Eine "Kapitalanlage", die so konzipiert ist, dass die Höhe der Rendite von dem Tod von Mitmenschen abhängt, verstößt gegen das Anstandsgefühl aller billig und gerecht Denkenden und ist damit sittenwidrig. Gleiches gilt für ein den Verkauf eines derartigen Produktes förderndes, auf den Absatz entsprechender Fondsbeteiligungen gerichtetes Beratungsverhältnis. Die auf den (konkludenten) Abschluss eines Beratungsvertrages mit einem derartigen Beratungsgegenstand gerichteten Willenserklärungen sind nichtig.

Das streitgegenständliche Modell einer "Kapitalanlage" verstößt unerträglich gegen das Menschenwürdeprinzip in Art. 1 Abs. 1 GG, das es verbietet, den Menschen zum bloßen Objekt zu machen oder ihn einer Behandlung auszusetzen, die seine Subjektqualität prinzipiell infrage stellt. Als ein Verstoß gegen das tragende Konstitutionsprinzip der Menschenwürde ist es anzusehen, wenn durch eine Handlung eine Einstellung erzeugt oder verstärkt wird, die den fundamentalen Wert- und Achtungsanspruch, der jedem Menschen zukommt, leugnet. Die Förderung einer derartigen Einstellung ist mit der im System der streitgegenständlichen "Kapitalanlage" angelegten Reduktion des Versicherten auf einen Renditefaktor gegeben.

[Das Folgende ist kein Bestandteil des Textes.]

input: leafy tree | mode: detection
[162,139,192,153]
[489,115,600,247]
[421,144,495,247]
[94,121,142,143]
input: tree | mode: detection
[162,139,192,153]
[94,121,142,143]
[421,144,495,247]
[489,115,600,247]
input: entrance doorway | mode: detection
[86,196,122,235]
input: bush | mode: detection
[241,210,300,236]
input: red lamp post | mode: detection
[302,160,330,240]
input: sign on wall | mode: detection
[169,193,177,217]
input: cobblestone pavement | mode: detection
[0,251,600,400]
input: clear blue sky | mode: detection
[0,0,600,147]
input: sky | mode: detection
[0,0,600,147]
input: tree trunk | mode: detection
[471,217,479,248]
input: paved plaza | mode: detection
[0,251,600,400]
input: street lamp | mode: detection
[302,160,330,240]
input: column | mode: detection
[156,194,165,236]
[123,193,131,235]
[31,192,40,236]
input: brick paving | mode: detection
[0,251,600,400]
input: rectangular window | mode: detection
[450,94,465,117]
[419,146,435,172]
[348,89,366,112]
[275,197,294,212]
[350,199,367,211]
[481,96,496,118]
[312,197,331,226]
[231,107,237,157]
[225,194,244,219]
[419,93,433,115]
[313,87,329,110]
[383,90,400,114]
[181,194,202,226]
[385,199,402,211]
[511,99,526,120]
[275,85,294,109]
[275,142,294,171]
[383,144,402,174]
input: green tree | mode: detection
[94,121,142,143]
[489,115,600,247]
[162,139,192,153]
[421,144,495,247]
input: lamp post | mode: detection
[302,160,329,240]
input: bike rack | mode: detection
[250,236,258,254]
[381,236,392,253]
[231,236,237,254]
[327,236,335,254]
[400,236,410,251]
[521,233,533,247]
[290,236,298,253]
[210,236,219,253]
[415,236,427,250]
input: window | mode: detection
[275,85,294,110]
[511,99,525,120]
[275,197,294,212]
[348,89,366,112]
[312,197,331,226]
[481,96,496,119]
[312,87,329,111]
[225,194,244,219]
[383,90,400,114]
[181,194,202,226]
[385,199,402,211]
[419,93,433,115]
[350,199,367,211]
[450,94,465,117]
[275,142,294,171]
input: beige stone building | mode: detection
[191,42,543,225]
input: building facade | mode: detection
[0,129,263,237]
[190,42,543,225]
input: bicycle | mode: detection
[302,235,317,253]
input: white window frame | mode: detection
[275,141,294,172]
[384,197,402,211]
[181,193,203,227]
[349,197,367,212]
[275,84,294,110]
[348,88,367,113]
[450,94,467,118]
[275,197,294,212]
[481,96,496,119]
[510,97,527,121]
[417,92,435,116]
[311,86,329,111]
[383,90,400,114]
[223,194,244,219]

Prinzip des vorliegenden Investments ist es, aus dem Ableben eines Mitmenschen eine höchstmögliche Rendite herauszuholen. Zu diesem Zweck werden nach dem "Investitionsprinzip", wie es im zu dem Produkt erstellten "fact sheet" heißt, aus dem Gesamtmarkt der verkäuflichen Lebensversicherungspolicen diejenigen herausgesucht, mit deren Ableben nach den statistischen Wahrscheinlichkeiten schnellstmöglich gerechnet wird. Es werden nicht wahllos die angebotenen Versicherungen erworben, sondern lediglich solche betreffend Personen über 65 Jahre, wobei ein Durchschnittsalter von 80 bis 85 Jahren erzielt werden soll. Die für den Ankauf zuständigen Portfolio-Manager sind bei dieser Sachlage im Renditeinteresse der Anleger gehalten, den Markt dergestalt zu sondieren, dass die "guten Risiken", mithin diejenigen Personen herausselektiert werden, mit deren Ableben als erstes zu rechnen ist.

Mit der Konzeption, dass der wirtschaftliche Erfolg der Anlage vom Zeitpunkt des Versterbens der Versicherten abhängt, erzeugt bzw. verstärkt das streitgegenständliche Konstrukt bei den "Anlegern" ein im Renditeinteresse liegendes Hoffen darauf, die Versicherten mögen alsbald das Zeitliche segnen. Denn mit jedem weiteren Monat des Überlebens würden weitere Versicherungsprämien zu Lasten des Fondsvermögens und damit zu Lasten des "Anlegers" auflaufen, die die erwartete Rendite schmälern bzw. den entstehenden Verlust vergrößern würden. Im Ergebnis fördert das streitgegenständliche "Investitionsprodukt" das Entstehen bzw. die Vertiefung einer Einstellung dahingehend, den versicherten Mitmenschen im eigenen "Renditeinteresse" den Tod zu wünschen. Dies ist mit den fundamentalen Wertprinzipien des Grundgesetzes unvereinbar.